19.30 того же вечера
 После ужина-обеда решил в очередной раз попытать рыбацкого счастья. Отошел от лагеря метров на тридцать, разбил заберег, только за спиннинг взялся, вдруг рявкнет метрах в ста за бугром, за деревьями. Длинно, утробно. Про рыбалку забылось в момент. Двухметровыми скачками понесся к костру. Прибежал, попросил Потапа разобраться. Но тот, обиженно, не видел и не слышал. Игнорировал не только мое, но и звериное присутствие, и даже стук ложки по стенкам котелка. Это уже серьезно.
 «Ладно-ладно» – поворчал я, взял ружье, пошел обратно. Только замахнулся спиннингом, в кустах опять еще сильнее заурчало. Ну ее к терапевту, эту рыбалку. Еще лодку порвут, уроды. Да и темнеет уже. Пошел спать.
Крепчал мороз, и на небе зажглись сполохи.
Может, Вы сейчас тоже любуетесь ими. Спи, размечтался.

2 октября. 20.30
Я на Слюдянке.
 Слюдянка – это небольшая речушка, правый приток Стрельны. Знаменательно это место брошенным поселком геологов. Раньше здесь было все: жилые дома, дизельная электростанция, буровые, глинстанция, склады, баня и прочее-прочее, необходимое для не просто жизни в этой глуши, но и для выполнения сложных буровых и других геологоразведочных производств.
 Нашел его уже в темноте. Чудом - не чудом, но можно было и промахнуться.
 После левого приличного притока реки Березовой, я попал в ледяные поля. Прошел их с предостороженностями и опаской, гребу, ожидаю встречи с порогами. Их должно быть два по карте. Прошел один, через два километра должен быть другой, а дальше через три километра - Слюдянка. Пахал час, пахал другой. Пока до меня наконец-то дошло, что фиг с ним, с порогом, пора бы уже быть и долгожданному пристанищу.

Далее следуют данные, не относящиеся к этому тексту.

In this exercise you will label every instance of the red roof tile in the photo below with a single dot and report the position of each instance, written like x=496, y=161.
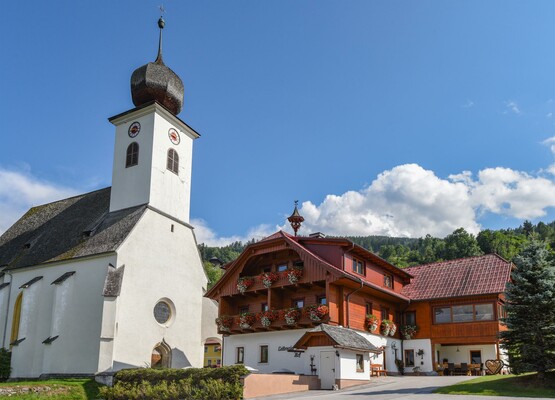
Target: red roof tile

 Подошел вплотную к правому берегу, крадусь, всматриваюсь – темнеет. Ага, вроде аэродром. Зачалился, взял ружье, пошел в разведку. Сразу за береговым валом раскинулось большое ровное поле, заросшее светло-зеленой травкой. Потап и тот сообразил, что зеленые зимой только елки-сосенки и остался по своим собачьим делам. Я же в поисках строений поперся по ровному и на пятом или шестом шаге ухнул махом по пояс. Ухнул бы и глубже, но инстинктивно выкинул на вытянутых руках ружье и повис на тонком подобии дерна. Раскачиваясь с боку на бок, кое-как вылез, дополз до лодки и только на береговых камнях встал с «карачек». Закурил и задался интересной мыслью: «Шапку бы засосало вместе со мной, или она памятником бы осталась?» Лодку-то льдом бы утащило.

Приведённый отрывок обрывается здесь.